I found another question that asked for the same type of functionality, but the question is more than 2 years old so I was wondering if anybody has seen anything since then.
I've basically written my own asynchronous http/socket client using the standard .NET sockets. I maintain a pool of 1024 sockets and I have 128 "service" threads using the pool of sockets to download web pages from the internet at a rate of up to 371 pages per second (just tested it today on a single Amazon's EC2 server). I also made another asynchronous HTTP client which uses HttpWebRequest
to asynchronously download web pages, but it's SIGNIFICANTLY slower: my throughput is on average about 50 pages per second (also tested on Amazon's EC2) using the same setup: 1024 pooled HttpWebRequest
s and 128 "service" threads.
Naturally, providing HTTP protocol support will take up some more processing power and memory. I'm hoping that with Amazon's Extra Large EC2 server I will not be restricted by the processing power/memory, but by the network bandwidth only (which has been the case so far).
An example of the the machine(s) that I'm using is Amazon's High-CPU Extra Large Instance:
- 7 GB of memory
- 20 EC2 Compute Units (8 virtual cores with 2.5 EC2 Compute Units each)

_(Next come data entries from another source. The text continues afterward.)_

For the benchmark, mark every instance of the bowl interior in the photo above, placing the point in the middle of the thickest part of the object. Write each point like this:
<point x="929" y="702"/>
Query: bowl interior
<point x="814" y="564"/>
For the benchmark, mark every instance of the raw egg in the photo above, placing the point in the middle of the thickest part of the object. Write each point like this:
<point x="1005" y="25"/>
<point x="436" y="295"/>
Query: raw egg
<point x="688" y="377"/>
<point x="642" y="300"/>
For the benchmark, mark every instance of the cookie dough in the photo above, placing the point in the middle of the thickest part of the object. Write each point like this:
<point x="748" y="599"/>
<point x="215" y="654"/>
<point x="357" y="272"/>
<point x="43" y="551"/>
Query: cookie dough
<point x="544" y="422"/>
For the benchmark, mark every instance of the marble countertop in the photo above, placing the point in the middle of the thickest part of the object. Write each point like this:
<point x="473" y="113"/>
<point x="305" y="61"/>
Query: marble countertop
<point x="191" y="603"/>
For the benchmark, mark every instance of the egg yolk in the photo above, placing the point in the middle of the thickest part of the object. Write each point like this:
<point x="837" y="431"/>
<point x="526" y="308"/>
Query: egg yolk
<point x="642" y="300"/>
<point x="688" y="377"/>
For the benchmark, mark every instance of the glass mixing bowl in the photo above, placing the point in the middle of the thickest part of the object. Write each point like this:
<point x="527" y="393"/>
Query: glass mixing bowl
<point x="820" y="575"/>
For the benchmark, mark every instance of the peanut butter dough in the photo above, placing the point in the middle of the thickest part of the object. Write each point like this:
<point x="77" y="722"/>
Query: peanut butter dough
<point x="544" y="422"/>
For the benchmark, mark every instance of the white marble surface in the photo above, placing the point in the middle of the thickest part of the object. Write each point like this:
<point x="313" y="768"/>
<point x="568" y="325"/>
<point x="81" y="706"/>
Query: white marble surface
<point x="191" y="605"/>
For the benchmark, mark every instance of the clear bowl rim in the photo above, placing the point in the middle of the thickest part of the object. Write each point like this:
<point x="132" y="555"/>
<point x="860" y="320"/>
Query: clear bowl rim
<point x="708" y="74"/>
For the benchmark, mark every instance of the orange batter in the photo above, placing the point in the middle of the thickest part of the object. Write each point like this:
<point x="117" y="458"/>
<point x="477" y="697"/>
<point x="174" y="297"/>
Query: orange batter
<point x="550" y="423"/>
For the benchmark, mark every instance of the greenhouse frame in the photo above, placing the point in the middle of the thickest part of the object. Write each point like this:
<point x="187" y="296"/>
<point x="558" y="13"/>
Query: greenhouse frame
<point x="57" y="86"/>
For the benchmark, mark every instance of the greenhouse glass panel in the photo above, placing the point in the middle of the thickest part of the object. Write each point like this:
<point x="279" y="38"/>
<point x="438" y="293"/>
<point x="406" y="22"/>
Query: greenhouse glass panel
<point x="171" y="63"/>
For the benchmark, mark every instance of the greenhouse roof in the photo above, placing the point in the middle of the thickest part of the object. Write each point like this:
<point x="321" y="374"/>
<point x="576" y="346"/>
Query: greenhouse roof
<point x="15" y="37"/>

- 1690 GB of instance storage
- 64-bit platform
- I/O Performance: High
- API name: c1.xlarge
I can write my own HTTP processing which complies with the HTTP protocol, but it will save me a TON of work, pain and suffering if there is an off-the-shelf solution that is fast and robust.
I need the following functionality at the very minimum:
- Build an HTTP HEAD/GET (and maybe POST) requests
- Parsing of HTTP Response from binary stream
- Supports cookies
- LGP license (LGPL)
Does anybody know of any such solutions?